Page 71 of Liam

Liam grunted. "So, that's it … you need tothink. That's what you're going with?"

Okay, now he sounded angry. He had every right to be mad at me. And hurt. Beneath the anger, I could hear it—I'd injured him. The very thing I'd been trying to avoid.

The call went silent.

He'd hung up on me.

I arrived home long after dinner was over and went straight to my room. I pulled open my bar fridge and as expected, there was a sandwich in there for me. I loved my family.

I closed my eyes to stop more tears from falling.

Liam had fit in so well with them. I had imagined many years of him sitting at that table with me. Images of when my grandparents were long gone, and my parents had taken their place.

I'd even imagined a child seated with us.

Tears spilled regardless of my guarding against them. They had snuck in on me, my feelings. I wiped my cheeks. The truth was I was falling in love with Liam.

I might even love him already.

My chest ached, so I placed my hand over my heart. I'd pulled apart something beautiful out of fear. A dread that was founded. An overwhelming need to protect Liam from my past where there was no protection afforded to me by my mind. I would forever be punishing myself.

I'd told him I needed to think.

And that was what I needed to do.

Because I was.

Iwasin love with him.

Chapter Fifteen | Liam

It was my second time at the gym today. The first had been at five in the morning after my eight-kilometre run that had turned into an all-out sprint near the end. Now it was two in the afternoon, and I was back at it, wanting to obliterate yesterday's call with Jamal.

His words haunted me.

I need time to think.

I loaded up the leg press. My thighs were already burning from running, but I wanted to punish myself. I had let my inner self believe Jamal felt the same about me as I felt about him.

I'd been delusional.

Jamal had tried to let me down easily by putting the blame on himself. Taken on the responsibility for the relationship ending. I knew better. The patterns of my life had repeated.

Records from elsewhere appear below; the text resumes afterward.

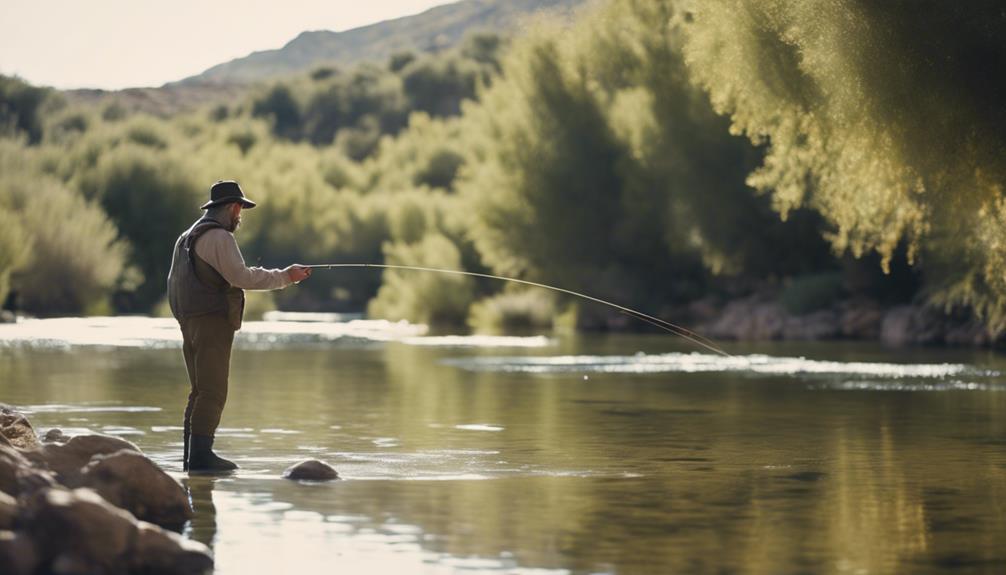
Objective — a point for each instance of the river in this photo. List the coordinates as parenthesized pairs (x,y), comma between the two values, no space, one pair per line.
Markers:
(617,453)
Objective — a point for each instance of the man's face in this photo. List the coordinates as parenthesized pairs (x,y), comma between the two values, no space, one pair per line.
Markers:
(235,216)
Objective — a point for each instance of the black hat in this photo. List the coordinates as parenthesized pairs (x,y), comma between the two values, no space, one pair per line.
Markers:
(225,192)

There are things you don't know about me you'd never understand.

Those words had been more telling than any of the others. He didn't think I could accept his disability in our relationship. That I'd always see his limitations as a barrier.

That he believed the wheelchair would make a difference to me.

I pushed hard against the metal plate with my feet.

I'd spent the past twenty years chasing beauty. Exploited myself for likes. Used descriptions and comments to confirm my followers' beliefs that I was hollow. Jamal had been privy to what was ultimately my degradation. I was obsessed with selling myself.

And that was the truth of the matter.

Jamal had been right to push me away.

Guys like me didn't have the maturity or intelligence to engage in a meaningful relationship. We cruised along, skimming off the top. Only giving our full attention to those we deem worthy.